When former PPP presidential candidate Yoo Seong-min questioned why Honam had been selected, Lee argued that renewable energy would become increasingly important as semiconductor manufacturers face tighter global carbon-reduction requirements.

Lee also dismissed allegations by PPP floor leader Jung Jeom-sig that Samsung and SK hynix had acted under political pressure, saying critics were projecting their own past experiences onto others.

Kim Yong-beom, the presidential chief of staff for policy, described establishing a major semiconductor fabrication cluster outside the capital region as "a very powerful national strategy."

Industry Minister Kim Jung-kwan likewise defended the proposal, citing the southwest's strong electricity self-sufficiency, abundant water resources and concentration of research institutions, including Chonnam National University, the Gwangju Institute of Science and Technology and the Korea Institute of Energy Technology.

The opposition, however, intensified its criticism Monday.

PPP Rep.

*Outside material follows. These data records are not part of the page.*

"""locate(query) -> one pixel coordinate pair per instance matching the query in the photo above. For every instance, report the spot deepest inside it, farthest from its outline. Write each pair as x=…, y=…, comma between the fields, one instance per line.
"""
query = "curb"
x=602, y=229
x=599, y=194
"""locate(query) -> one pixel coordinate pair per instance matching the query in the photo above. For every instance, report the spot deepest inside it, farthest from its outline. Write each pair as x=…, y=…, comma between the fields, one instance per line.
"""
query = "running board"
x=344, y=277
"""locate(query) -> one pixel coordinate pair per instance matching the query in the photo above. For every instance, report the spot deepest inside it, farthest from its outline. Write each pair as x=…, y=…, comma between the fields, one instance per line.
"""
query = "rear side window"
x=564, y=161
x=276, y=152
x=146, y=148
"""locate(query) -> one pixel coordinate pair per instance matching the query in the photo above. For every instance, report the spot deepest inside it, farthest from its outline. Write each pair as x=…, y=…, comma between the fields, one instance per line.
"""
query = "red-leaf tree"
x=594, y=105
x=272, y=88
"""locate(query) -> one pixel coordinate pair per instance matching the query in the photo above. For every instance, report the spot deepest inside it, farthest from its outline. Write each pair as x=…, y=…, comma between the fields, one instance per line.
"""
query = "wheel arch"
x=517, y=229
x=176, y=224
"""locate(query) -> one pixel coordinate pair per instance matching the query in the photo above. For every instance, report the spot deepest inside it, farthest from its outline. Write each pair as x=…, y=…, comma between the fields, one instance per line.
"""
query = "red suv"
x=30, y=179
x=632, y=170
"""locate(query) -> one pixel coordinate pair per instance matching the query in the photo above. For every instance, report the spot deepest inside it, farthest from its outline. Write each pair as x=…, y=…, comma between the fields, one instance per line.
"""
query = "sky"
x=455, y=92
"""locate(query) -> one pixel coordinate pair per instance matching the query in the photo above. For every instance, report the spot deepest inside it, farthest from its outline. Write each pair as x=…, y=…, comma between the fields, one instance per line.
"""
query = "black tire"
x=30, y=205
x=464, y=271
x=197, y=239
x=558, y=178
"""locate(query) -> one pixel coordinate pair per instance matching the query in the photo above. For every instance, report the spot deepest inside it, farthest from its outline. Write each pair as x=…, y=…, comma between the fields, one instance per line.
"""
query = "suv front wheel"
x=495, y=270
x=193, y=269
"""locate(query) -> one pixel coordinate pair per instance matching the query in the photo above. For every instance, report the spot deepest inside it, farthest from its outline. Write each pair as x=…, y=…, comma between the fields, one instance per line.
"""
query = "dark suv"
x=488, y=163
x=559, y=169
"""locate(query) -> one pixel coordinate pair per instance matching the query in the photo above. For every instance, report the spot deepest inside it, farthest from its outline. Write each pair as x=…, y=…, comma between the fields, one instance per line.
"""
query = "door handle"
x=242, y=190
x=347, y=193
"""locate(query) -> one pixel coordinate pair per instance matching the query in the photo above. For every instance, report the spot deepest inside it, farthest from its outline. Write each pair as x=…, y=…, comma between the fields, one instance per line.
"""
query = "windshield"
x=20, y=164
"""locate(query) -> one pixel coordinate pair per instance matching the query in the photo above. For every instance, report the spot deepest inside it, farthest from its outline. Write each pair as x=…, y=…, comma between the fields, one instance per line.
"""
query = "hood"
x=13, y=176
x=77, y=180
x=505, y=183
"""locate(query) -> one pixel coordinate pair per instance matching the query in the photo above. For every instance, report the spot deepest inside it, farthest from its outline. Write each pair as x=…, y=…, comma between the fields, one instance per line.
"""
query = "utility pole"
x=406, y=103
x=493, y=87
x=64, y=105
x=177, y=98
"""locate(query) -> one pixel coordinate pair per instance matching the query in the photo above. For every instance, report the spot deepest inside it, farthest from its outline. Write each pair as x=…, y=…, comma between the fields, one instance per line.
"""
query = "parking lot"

Ahn Sang-hoon told AJP that directing Samsung Electronics and SK hynix toward Honam represented "a major policy mistake" that risked weakening one of South Korea's most globally competitive industries while fueling fresh regional tensions.

The controversy comes as the Lee administration prepares to launch one of the largest industrial investment programs in South Korean history.

Under the proposal, Samsung Electronics and SK hynix would each build two semiconductor fabrication plants in the southwest as part of an 800 trillion won ($519 billion) semiconductor ecosystem forming one pillar of Lee's broader AI strategy.
 
This image is generated by NotebookLM
This image is generated by NotebookLM.

Administration officials argue that expanding production beyond the Seoul metropolitan area has become unavoidable because existing manufacturing hubs around Yongin and Pyeongtaek are approaching practical limits in land availability, electricity capacity and industrial water.

Critics counter that dispersing production risks weakening the tightly integrated supplier networks, engineering talent and manufacturing efficiencies that have helped South Korea dominate the global memory-chip industry.

The political sensitivity extends well beyond semiconductors.

During South Korea's state-led industrialization under former President Park Chung-hee in the 1960s and 1970s, much of the country's heavy industry was concentrated in the southeastern Yeongnam region, while Honam increasingly came to regard itself as economically marginalized.

That perception of unequal development became deeply embedded in the region's political identity and has remained one of South Korea's most enduring political fault lines.

The electoral map still reflects that history.

Honam has long served as the country's most reliable liberal stronghold, while the conservative People Power Party continues to draw much of its support from the southeastern Yeongnam region.
 
This image is generated by NotebookLM
This image is generated by NotebookLM.

Consequently, few large-scale investment decisions involving Honam are viewed solely through an economic lens.

The semiconductor initiative therefore represents more than a debate over where the next fabrication plants should be built.

It has become an early test of President Lee's industrial philosophy — whether the government can simultaneously pursue AI leadership, reshape the country's economic geography and convince voters that one of the largest industrial projects in Korean history is driven by national strategy rather than regional politics.